Индустрия Холокоста - страница 2

стр.

Визель играет главную роль скорее потому, что он непоколебимо поддерживает догм ХОЛОКОСТА и тем самым служит интересам тех, кто за этим стоит.

Первый толчок к написанию этой книги мне дало поучительное исследование Питера Новика "Холокост в американской жизни", которое я рецензировал для одного английского литературного журнала.[3] Критический диалог, который я начал тогда с Новиком, продолжен на последующих страницах, содержащих многочисленные ссылки на его исследование. "Холокост в американской жизни" — это скорее собрание провокационных суждений, чем обоснованная критика, и продолжает достойную уважения американскую традицию "разгребателей грязи". Как и большинство авторов этого направления, Новик сосредотачивает внимание на самых чудовищных вещах. "Холокост в американской жизни" написан в живом, ехидном стиле, но эта критика не доходит до корней. Эта книга содержит принципиально важные гипотезы, но необходимые дополнительные вопросы не поставлены; она не банальная и не еретическая, но она смело идет вразрез с расхожими мнениями большинства. Как и следовало ожидать, она вызвала много откликов в американских СМИ, хотя реакция была смешанной.

Главным предметом анализа Новика является «напоминание». Это «напоминание», которое в настоящее время служит объектом вдохновения для тех, кто живет в башне из слоновой кости, несомненно, самый убогий из терминов, когда-либо рожденных на академических высотах. Отвесив обязательный реверанс Морису Хальбваксу, Новик показывает, как "современные потребности" влияют на "напоминание о Холокосте". Было время, когда инакомыслящие интеллектуалы не отделяли политические категории «власти» и «интересов» от понятия «идеологии». Сегодня от этой позиции не осталось ничего, кроме соглашательского, деполитизиро-ванного языка «пожеланий» и «напоминания». Однако приведенные Новиком доказательства показывают, в сколь большой степени напоминание о холокосте является идеологическим продуктом скрытых интересов. Напоминание о холокосте, согласно Новику, хотя и определяется выбором, но этот выбор часто бывает произвольным и, как он подчеркивает, делается не на основе "расчета преимуществ и недостатков, а без каких-либо мыслей о последствиях".[4] Но приведенные доказательства заставляют сделать как раз противоположный вывод.

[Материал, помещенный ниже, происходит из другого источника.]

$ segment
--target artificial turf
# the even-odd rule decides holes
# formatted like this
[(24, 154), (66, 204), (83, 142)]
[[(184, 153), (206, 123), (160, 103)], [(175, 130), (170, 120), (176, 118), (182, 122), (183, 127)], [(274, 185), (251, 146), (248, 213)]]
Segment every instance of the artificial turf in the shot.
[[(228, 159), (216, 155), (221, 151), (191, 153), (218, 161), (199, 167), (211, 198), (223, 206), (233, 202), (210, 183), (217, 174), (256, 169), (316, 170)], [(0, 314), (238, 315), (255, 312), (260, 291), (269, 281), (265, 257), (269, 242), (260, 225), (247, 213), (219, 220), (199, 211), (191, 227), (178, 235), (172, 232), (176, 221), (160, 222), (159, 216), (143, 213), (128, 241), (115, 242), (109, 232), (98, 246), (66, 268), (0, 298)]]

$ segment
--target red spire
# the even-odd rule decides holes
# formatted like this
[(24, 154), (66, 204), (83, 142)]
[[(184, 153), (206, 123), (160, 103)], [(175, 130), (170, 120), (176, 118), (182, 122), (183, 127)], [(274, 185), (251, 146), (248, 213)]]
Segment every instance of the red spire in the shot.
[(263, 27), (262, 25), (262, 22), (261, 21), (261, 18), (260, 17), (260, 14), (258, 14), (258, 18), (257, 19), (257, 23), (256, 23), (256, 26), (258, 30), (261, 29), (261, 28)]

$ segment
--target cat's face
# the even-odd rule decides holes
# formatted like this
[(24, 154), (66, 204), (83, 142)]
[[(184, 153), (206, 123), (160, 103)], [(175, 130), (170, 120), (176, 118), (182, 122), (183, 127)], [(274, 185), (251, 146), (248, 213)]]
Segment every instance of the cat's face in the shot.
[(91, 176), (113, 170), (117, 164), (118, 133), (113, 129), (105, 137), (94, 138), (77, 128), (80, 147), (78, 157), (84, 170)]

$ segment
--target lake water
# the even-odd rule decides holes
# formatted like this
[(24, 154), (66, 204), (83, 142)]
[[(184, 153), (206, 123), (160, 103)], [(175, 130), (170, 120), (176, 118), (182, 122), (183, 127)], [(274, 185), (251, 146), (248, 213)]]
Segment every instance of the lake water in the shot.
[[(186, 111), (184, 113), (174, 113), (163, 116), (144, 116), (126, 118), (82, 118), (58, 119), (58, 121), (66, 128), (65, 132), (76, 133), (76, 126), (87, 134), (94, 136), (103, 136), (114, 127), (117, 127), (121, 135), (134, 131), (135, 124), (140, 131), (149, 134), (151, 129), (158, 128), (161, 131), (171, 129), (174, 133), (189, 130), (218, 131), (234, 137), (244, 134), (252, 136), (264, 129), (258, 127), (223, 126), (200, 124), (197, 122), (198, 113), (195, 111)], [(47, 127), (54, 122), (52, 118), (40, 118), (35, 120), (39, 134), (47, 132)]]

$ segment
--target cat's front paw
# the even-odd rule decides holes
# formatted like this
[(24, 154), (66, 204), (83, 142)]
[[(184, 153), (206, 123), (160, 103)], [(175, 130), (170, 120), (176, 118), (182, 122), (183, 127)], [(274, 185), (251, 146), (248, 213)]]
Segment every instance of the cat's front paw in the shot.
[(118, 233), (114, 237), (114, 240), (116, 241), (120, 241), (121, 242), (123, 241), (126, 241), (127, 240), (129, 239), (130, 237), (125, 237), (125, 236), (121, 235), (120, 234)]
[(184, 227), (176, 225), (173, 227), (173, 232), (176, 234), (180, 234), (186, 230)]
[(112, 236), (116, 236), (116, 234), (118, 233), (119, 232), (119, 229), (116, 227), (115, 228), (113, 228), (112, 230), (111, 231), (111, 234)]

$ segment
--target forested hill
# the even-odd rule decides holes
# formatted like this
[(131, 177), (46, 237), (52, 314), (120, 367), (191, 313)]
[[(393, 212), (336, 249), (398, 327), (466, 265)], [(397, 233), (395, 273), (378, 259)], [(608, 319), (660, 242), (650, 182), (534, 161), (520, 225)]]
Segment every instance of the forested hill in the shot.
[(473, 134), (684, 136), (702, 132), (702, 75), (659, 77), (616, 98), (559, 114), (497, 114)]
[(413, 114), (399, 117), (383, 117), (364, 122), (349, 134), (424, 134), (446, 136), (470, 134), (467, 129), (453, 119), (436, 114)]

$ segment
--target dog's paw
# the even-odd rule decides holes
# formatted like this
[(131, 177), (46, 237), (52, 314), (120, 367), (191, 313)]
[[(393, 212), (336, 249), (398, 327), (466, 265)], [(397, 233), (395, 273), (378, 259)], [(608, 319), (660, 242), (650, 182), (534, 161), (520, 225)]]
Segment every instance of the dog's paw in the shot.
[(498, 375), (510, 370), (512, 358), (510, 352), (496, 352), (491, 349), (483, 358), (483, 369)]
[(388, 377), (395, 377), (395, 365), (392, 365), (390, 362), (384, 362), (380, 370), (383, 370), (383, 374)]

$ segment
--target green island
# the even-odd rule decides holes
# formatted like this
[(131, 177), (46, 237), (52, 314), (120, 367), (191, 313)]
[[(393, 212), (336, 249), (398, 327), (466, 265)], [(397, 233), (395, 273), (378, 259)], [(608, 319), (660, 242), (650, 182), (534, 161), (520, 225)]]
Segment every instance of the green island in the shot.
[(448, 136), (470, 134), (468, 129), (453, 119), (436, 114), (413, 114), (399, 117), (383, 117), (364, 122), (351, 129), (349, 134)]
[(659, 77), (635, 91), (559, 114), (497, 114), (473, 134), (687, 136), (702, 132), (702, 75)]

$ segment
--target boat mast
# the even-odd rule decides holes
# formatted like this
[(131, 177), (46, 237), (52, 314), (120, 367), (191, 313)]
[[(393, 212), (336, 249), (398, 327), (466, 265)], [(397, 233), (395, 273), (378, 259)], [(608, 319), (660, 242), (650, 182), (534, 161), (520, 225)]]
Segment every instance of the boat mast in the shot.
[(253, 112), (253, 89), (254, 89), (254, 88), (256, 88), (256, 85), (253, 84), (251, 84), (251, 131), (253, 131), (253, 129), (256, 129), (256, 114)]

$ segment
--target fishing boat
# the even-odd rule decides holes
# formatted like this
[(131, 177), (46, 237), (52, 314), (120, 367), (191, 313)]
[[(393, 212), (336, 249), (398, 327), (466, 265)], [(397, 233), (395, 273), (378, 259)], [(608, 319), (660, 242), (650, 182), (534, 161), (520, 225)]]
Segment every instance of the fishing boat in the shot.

Мой первоначальный интерес к теме уничтожения евреев нацистами вызван личными причинами. Мой отец и моя мать выжили в варшавском гетто и в нацистских концлагерях, но все остальные члены их семей погибли. Мое первое воспоминание о массовом уничтожении евреев нацистами, если я могу это так назвать, — вид моей матери, которая, как зачарованная, следила по телевизору за процессом Эйхмана (в 1961 г.), когда я возвращался домой из школы. Хотя она вышла из концлагеря всего за 16 лет до этого процесса, мои родители, какими я их знал, всегда были в моих глазах отделены от этого непреодолимой пропастью. На стене комнаты висели фотографии семьи моей матери (фотографии семьи моего отца пропали во время войны). Я никогда не мог до конца понять, что связывается меня с моими родственниками, и еще меньше мог представить себе, что с ними произошло. Это были сестры, брат и родители моей матери, но не мои тетки, мой дядя и не мои дедушка с бабушкой. Я вспоминаю, как прочел в детстве книги «Стена» Джона Херси и "Миля 18" Леона Ури, романтические описания варшавского гетто. (Моя мать однажды пожаловалась, что, погрузившись в чтение «Стены», она по пути на работу проехала станцию метро, где ей надо было выходить.) Сколько я ни пытался, мне не удавалось хоть на один миг совершить воображаемый скачок через все, что связывало моих родителей в их повседневной жизни с этим прошлым. Честно говоря, я до сих пор не могу этого сделать.

Но есть еще один, более важный момент. Если не считать этого присутствия призраков, я не могу вспомнить, чтобы история массового уничтожения евреев нацистами когда-либо тревожила мое детство. Дело заключалось главным образом в том, что вне моей семьи никто, похоже, этим не интересовался. Друзья моего детства много читали о событиях дня и бурно их обсуждали, но, честно говоря, я не могу вспомнить ни одного своего друга (или родителей друга), которые хоть раз спросили бы меня, что пережили моя мать и мой отец. Это было не уважительное молчание, а скорее равнодушие. В свете этого я могу лишь скептически относиться к тем потокам ужасов, которые стала извергать в последующие десятилетия укрепившаяся индустрия холокоста.